Angiotensin-converting enzyme inhibitors (ACEIs) play a crucial role in treating conditions such as hypertension, heart failure, and kidney diseases. Nevertheless, the ACEIs currently available on the market are linked to a variety of adverse effects including renal insufficiency, which restricts their usage. There is thus an urgent need to optimize the currently available ACEIs. This study represents a structure-activity relationship investigation of ACEIs, employing machine learning to analyze data sets sourced from the ChEMBL database. Exploratory data analysis was performed to visualize the physicochemical properties of compounds by investigating the distributions, patterns, and statistical significance among the different bioactivity groups. Further scaffold analysis has identified 9 representative Murcko scaffolds with frequencies ≥10. Scaffold diversity has revealed that active ACEIs had more scaffold diversity than their intermediate and inactive counterparts, thereby indicating the significance of performing lead optimization on scaffolds of active ACEIs.
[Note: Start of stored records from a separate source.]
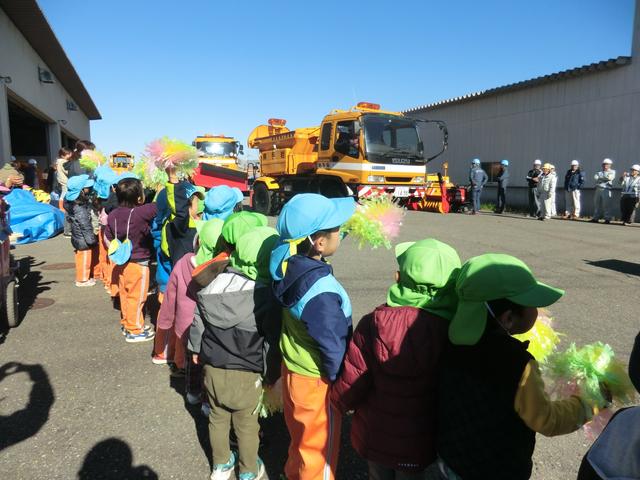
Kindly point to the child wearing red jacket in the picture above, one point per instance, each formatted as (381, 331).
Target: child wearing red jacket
(390, 370)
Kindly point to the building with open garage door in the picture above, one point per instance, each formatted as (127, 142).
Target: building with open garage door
(587, 113)
(43, 103)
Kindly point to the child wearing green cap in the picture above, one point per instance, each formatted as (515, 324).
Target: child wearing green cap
(316, 327)
(492, 398)
(176, 311)
(235, 333)
(390, 370)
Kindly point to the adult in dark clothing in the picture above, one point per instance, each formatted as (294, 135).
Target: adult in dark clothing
(478, 178)
(503, 183)
(532, 183)
(30, 173)
(573, 182)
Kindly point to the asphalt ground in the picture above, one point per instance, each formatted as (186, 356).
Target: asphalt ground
(76, 401)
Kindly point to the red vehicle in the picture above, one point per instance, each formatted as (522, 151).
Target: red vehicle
(9, 314)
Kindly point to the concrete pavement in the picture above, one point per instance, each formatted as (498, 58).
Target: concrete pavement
(76, 401)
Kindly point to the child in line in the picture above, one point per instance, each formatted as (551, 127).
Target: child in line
(390, 373)
(234, 228)
(78, 205)
(222, 201)
(235, 333)
(62, 173)
(614, 454)
(104, 178)
(176, 311)
(132, 221)
(163, 262)
(185, 201)
(491, 394)
(316, 327)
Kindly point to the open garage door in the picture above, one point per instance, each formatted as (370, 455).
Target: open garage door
(28, 134)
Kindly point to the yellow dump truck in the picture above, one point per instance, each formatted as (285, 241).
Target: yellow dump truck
(360, 152)
(219, 162)
(121, 162)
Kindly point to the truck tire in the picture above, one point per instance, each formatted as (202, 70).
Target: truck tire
(11, 311)
(262, 201)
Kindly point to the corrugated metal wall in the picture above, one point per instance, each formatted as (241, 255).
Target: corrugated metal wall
(587, 118)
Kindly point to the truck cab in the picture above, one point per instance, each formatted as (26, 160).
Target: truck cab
(367, 147)
(121, 162)
(218, 162)
(360, 152)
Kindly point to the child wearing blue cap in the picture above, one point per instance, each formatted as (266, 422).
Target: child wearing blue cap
(78, 206)
(316, 327)
(222, 201)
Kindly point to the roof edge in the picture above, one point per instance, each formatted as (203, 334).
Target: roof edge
(30, 20)
(603, 65)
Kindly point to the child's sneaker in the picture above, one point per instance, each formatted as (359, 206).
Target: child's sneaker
(143, 336)
(225, 471)
(254, 476)
(159, 359)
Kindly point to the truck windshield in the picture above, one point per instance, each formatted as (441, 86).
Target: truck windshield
(391, 139)
(217, 149)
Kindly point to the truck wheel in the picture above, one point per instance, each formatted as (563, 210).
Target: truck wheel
(11, 311)
(333, 189)
(262, 199)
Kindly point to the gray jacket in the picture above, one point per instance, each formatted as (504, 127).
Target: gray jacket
(478, 177)
(237, 325)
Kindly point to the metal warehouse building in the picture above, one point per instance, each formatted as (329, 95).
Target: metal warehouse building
(43, 103)
(586, 113)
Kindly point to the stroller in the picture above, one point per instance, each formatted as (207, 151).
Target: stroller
(460, 199)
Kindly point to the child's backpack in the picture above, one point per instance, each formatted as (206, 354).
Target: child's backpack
(120, 252)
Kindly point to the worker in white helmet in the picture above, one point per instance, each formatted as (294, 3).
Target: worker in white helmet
(604, 192)
(545, 185)
(554, 186)
(532, 183)
(573, 182)
(630, 194)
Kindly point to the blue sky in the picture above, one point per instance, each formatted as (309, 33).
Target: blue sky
(173, 68)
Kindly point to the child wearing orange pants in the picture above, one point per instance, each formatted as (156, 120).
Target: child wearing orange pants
(131, 221)
(83, 238)
(316, 327)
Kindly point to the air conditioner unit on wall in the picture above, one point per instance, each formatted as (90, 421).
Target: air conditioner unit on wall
(45, 76)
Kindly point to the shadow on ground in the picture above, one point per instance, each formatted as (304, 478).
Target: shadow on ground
(620, 266)
(112, 459)
(24, 423)
(30, 286)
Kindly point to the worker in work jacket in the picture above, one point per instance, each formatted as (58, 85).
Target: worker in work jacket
(630, 194)
(478, 178)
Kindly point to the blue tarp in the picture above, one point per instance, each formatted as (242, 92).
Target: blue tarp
(35, 221)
Scaffolds 1, 3, 6, and 8 are unfavorable in comparison with scaffolds 2, 3, 5, 7, and 9. QSAR investigation of compiled data sets consisting of 549 compounds led to the selection of Mordred descriptor and Random Forest algorithm as the best model, which afforded robust model performance (accuracy: 0.981, 0.77, and 0.745; MCC: 0.972, 0.658, and 0.617 for the training set, 10-fold cross-validation set, and testing set, respectively). To enhance the model's robustness and predictability, we reduced the chemical diversity of the input compounds by using the 9 most prevalent Murcko scaffold-matched compounds (comprising a total of 168) followed by a subsequent QSAR model investigation using Mordred descriptor and extremely gradient boost algorithm (accuracy: 0.973, 0.849, and 0.823; MCC: 0.959, 0.786, and 0.742 for the training set, 10-fold cross-validation set, and testing set, respectively). Further illustration of the structure-activity relationship using SALI plots has enabled the identification of clusters of compounds that create activity cliffs. These findings, as presented in this study, contribute to the advancement of drug discovery and the optimization of ACEIs.